As though he were a mind reader, his captor forcefully shoved the metal table in his direction, butting the short end against his waist. Caedmon grunted, the wind knocked out of him.
“How careless. My apologies.” Placing a hand over his heart, the bastard insincerely smiled. A grotesque parody given his battered left side. “I have yet to introduce myself. I am Saviour Panos.”
Saviour. Caedmon caustically snorted. The bastard’s mother certainly played a cruel joke on the world the day she bestowed that name upon her son.
Panos seated himself kitty-corner, presenting Caedmon with a view of his still-beautiful right side. “Did you know that you have me to thank for the successful retrieval of the Emerald Tablet?”
“Indeed?”
“There was a police officer in Meridian Hill Park. Probably still is.” Panos punctuated the addendum with another insincere smile. “Unless someone has found him.” Reaching behind him, he removed a heavy revolver from his waistband and set it next to the hammer and pliers.
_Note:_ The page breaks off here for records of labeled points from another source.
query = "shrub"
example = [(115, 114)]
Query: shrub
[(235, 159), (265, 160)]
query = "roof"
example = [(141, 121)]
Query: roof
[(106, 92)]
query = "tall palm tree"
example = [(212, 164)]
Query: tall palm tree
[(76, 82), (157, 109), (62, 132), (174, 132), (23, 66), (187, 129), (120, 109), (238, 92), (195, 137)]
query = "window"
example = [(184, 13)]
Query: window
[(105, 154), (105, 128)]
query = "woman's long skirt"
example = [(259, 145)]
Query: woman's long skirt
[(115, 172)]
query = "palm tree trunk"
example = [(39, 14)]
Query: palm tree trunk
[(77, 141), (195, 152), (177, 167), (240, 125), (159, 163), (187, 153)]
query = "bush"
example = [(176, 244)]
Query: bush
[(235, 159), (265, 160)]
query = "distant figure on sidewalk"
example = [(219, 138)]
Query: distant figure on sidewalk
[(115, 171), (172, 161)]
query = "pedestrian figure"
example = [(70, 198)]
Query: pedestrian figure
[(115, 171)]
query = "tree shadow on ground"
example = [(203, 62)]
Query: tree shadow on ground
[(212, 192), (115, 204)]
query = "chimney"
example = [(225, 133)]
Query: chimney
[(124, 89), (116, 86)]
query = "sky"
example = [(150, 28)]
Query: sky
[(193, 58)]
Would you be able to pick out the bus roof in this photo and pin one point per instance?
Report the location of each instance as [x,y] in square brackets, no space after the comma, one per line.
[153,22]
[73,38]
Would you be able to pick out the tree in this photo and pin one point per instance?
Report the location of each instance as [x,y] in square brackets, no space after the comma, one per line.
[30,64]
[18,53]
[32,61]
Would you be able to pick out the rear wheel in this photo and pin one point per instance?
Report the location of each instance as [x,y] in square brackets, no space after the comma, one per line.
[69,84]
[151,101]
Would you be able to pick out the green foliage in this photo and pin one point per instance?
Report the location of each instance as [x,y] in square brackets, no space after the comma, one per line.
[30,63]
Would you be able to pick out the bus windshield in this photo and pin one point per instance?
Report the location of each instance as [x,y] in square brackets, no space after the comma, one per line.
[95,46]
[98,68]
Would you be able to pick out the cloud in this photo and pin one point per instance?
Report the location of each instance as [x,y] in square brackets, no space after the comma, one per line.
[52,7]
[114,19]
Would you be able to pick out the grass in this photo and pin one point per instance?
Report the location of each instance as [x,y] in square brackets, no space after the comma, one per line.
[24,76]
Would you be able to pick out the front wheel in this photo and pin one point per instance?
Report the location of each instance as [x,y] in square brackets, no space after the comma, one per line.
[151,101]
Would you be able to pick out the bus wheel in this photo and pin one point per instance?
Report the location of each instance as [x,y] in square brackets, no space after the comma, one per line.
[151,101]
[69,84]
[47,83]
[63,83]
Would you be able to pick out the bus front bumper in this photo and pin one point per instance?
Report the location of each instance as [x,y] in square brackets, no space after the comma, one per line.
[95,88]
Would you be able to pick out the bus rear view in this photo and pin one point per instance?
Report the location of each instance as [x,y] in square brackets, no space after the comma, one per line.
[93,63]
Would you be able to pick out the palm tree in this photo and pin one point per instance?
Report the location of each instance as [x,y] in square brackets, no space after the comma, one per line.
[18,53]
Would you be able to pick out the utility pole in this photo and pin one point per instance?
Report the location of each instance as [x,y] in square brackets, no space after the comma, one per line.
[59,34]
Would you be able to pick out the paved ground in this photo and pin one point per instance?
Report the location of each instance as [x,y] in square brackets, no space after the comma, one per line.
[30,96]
Belatedly realizing that the weapon Panos had been brandishing was the dead policeman’s service revolver, his belly painfully tightened.
“Good God.”
“That depends on which god one prays to—the god of Light or the god of Darkness.”
Caedmon wondered if his captor obliquely referred to the octogram star, which comprised two perfect squares. Light and Darkness. The union of opposites.